Ménage s’emploie à toutes ces sollicitations avec beaucoup d’activité, et renonçant pour de bon cette fois à la galanterie, il paraît avoir joué le rôle d’un véritable ami. Mme de La Fayette l’en récompense en témoignant non moins d’intérêt aux affaires de Ménage qu’aux siennes propres. En femme qui a appris à connaître le prix de l’argent, elle le tance vertement pour avoir prêté sans garantie quatre cents pistoles à un gentilhomme suédois. « Il n’y a que vous au monde, s’écrie-t-elle, qui aille chercher des gens du Nord pour leur prêter votre argent. Je pense que c’est pour être plus assuré qu’on ne vous le rendra point, car je ne crois pas que vous prétendiez le retirer de votre vie. Mais est-ce que vous ne comprenez point ce que c’est que quatre cents pistoles pour les jeter ainsi à la tête d’un Ostrogoth que vous ne reverrez jamais ? Je dis qu’il vous faudrait mettre en tutelle. » Cependant ses sentimens pour Ménage trouvent aussi pour s’exprimer des accens moins rudes. Par un scrupule assurément excessif, elle se reproche de n’avoir pas toujours apprécié à sa valeur l’attachement qu’il lui avait témoignée dès sa jeunesse et deux années avant sa mort, elle s’en excuse auprès de lui avec une bonne grâce touchante. « Que l’on est sotte quand on est jeune ! lui écrit-elle. On n’est obligée de rien et l’on ne connaît pas le prix d’un ami comme vous. Il en coûte cher pour devenir raisonnable. Il en coûte la jeunesse ! »
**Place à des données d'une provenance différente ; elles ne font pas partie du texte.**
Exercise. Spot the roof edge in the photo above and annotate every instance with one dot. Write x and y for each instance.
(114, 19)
La jeunesse s’était écoulée, en effet, et avec les années on voit encore une fois changer le ton des lettres de Mme de La Fayette. Plus de coquetterie ; plus d’enjouement ; plus d’affaires. Elles ne sont guère remplies que de détails sur sa santé et de plaintes sur ses maux. C’est un chien de mal que les vapeurs. On ne sait ni d’où il vient, ni à quoi il tend, ni quoi lui faire. Il n’ôte pas seulement la santé ; il ôte l’esprit et la raison ; si jamais elle est en état d’écrire, elle fera un livre entier contre ce mal. En attendant, elle ne mange plus, elle ne dort plus. Elle est toujours triste, chagrine, inquiète, sar chant très bien qu’elle n’a aucun sujet de tristesse, de chagrin ni d’inquiétude. Elle se désapprouve continuellement, c’est un état assez rude. Aussi ne croit-elle pas y pouvoir subsister, et dans la pensée de sa mort prochaine, elle demande à Ménage de conserver à ses enfans l’amitié qu’il lui a toujours témoignée. « Un ami tel que vous, lui écrit-elle, sera le meilleur morceau de la succession que je leur laisserai. »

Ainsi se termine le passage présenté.